REIGN OF ERROR is a book. This blog is a living book, able on a daily basis to add and expand on all issues in the ed debates and available to the entire world via the world wide web.
For anyone who still doesn’t understand why folks like Michelle Rhee and David Coleman and Ben Austin keep fleeing from engaging in civil and open discussions with the owner of this blog, look what happened when she asked Richard Berman of the CUF to answer some extremely simple questions. [Quote from above posting follows:]
“Berman seemed stunned, momentarily speechless. Then he said, ‘I am not an education researcher. I am in public relations.’”
That was as good as admitting that he peddled lies he couldn’t defend—but that he was good at selling snake oil! *Remember: his presentation pleased his audience!*
Why would the self-styled “education reformers” want to be put on the spot like that—to put on public display their studied ignorance and moral emptiness?

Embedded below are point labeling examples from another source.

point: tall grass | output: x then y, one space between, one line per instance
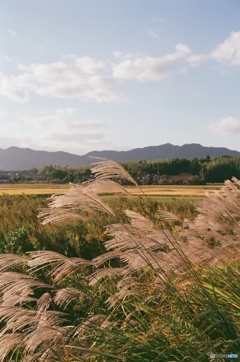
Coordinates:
165 289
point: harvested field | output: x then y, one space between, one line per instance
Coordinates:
153 190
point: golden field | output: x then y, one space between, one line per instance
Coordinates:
153 190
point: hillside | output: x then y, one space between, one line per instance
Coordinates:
19 159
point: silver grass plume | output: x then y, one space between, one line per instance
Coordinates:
107 169
61 265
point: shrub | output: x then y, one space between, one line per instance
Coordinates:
165 289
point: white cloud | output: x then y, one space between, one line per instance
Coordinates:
83 79
226 126
12 32
61 129
228 52
152 68
153 33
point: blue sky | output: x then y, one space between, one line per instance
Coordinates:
84 75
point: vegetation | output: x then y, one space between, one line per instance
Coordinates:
199 171
159 283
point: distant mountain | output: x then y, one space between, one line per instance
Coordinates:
19 159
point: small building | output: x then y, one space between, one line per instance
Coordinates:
182 178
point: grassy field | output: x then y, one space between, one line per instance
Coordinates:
153 190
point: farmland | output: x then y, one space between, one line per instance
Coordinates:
128 280
152 190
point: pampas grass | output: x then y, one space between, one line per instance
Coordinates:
158 294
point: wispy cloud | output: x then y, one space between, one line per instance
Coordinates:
228 52
12 33
153 33
61 129
152 68
226 126
84 78
88 79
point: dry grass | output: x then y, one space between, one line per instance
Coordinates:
152 190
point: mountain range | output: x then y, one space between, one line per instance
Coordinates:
19 159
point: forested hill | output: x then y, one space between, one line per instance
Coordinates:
19 159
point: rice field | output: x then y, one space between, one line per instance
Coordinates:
191 191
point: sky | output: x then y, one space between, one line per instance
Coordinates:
86 75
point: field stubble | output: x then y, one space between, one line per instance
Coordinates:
150 190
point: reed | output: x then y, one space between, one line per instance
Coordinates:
165 289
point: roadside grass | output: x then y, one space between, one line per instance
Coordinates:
164 289
152 190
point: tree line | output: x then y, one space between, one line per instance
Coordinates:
198 171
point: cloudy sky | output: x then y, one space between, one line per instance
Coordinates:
84 75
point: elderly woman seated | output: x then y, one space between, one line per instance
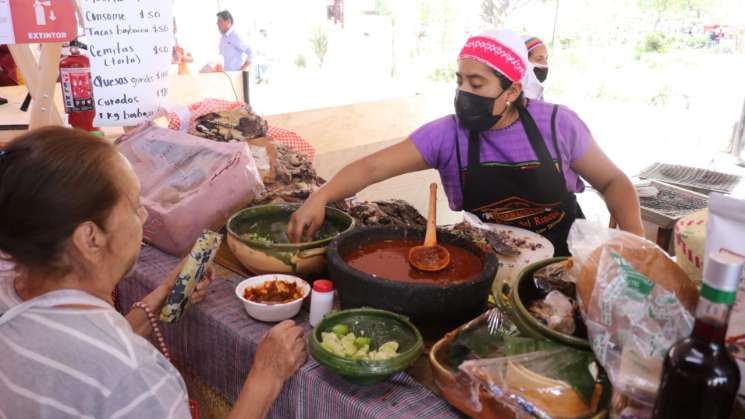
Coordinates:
72 224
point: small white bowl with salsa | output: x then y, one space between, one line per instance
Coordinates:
272 297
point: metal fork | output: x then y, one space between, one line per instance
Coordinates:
494 320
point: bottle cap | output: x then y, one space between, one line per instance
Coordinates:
722 272
323 285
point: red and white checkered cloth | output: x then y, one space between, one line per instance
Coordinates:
206 106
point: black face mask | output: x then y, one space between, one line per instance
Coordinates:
474 111
541 73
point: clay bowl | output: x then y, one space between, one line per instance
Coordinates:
426 303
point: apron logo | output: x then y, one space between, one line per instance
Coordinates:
522 213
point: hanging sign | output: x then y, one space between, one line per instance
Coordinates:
129 45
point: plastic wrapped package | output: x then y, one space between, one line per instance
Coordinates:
191 273
188 184
636 303
553 383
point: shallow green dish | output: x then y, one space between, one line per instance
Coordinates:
260 257
381 326
523 290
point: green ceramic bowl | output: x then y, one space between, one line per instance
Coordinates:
260 257
381 326
523 291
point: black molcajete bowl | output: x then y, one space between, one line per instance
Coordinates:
424 303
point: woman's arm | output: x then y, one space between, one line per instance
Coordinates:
618 192
392 161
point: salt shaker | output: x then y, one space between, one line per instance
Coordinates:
321 300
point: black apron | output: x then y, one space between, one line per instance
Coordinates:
532 196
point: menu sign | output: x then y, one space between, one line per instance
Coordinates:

Many thanks for this posting. Another classic of the democratic tradition.
😎
A great source for Berman’s scams:
http://bermanexposed.org/
*resource*
Source, resource, what’s the difference besides (or is that ‘sides) an r and an e?
At what point in history has eliminating worker’s rights led to better conditions for workers?
Apparently, this public relations propaganda is excellent at convincing the public–and this includes the union members themselves–that unions are a problem in education. This is a very important post, yet how many union members actually take the time to research and understand the impact of the reform movement on their collective bargaining rights? There is so little interest in attending union meetings in my building, it’s tragic. People are over-worked, paying more into their pensions and health benefits, and either oblivious to how this happened or certain that the union allowed it. I am tired of the apathy and misinformed attitudes within the ranks. The message is lost on so many as they put the blame on the very organization that’s working for them. Healthy skepticism is one thing, but ignorance and apathy is unacceptable.
I’m proud that the Buffalo Teachers Federation (BTF) is a strong union whose members are willing to go rogue. There has been a constant battle between the union and the district, and also between the union and King. The bad aspect of this standoff is that King tries to retaliate with hurtful tactics, but that’s his MO anyway.
The BTF, along with some parents, recently peacefully picketed Board of Regents member Robert Bennett’s house on Day of Action in protest to the implementation of CCSS. Although slammed by the Buffalo News for picketing a private citizen, BTF President Phil Rumore said that Bennett was fair game since he represents the Regents which supports the Common Core in NYS. There was also picketing outside the recent King forum, which Bennett attended, because attendance for the event was preselected as were the allowed questions.
Is it possible to do a funding drive in order to print our own full page age? I know a lot of teachers would donate. Can we fight fire with fire?
This is off topic and I apologize but I wondered if you-all had seen this. It’s the Texas Observer on an Ipad debacle in Texas. Follow the link in the piece to the analysis of the program. The district ended up paying a consultant to determine just how badly the tech consultants they hired ripped off the district.
Behind the whole debacle is….a Broad-trained “reform” superintendent! He’s down the road with a generous buy-out, but the mess he left lives on!
It’s pretty amazing:
http://www.texasobserver.org/run-school-ipad-program/
California isn’t the only state that is using school infrastructure bonds to finance IPads.
Chaira, this reminds me of the adage – “The difference between a man and a boy is the price of his toys”. Here was a new toy that superintendent had to have. What happened to a sample group to develop the program? And, of course, the kids were going to break through the firewall. That was a given. Finally, there are plastic protectors which will keep the iPads from breaking – they cost about fifty dollars, but they are a cheap insurance policy compared to the replacement cost. My three year old grandson has one on his tablet and I want one for mine. Idiots – they jump first, ask questions later.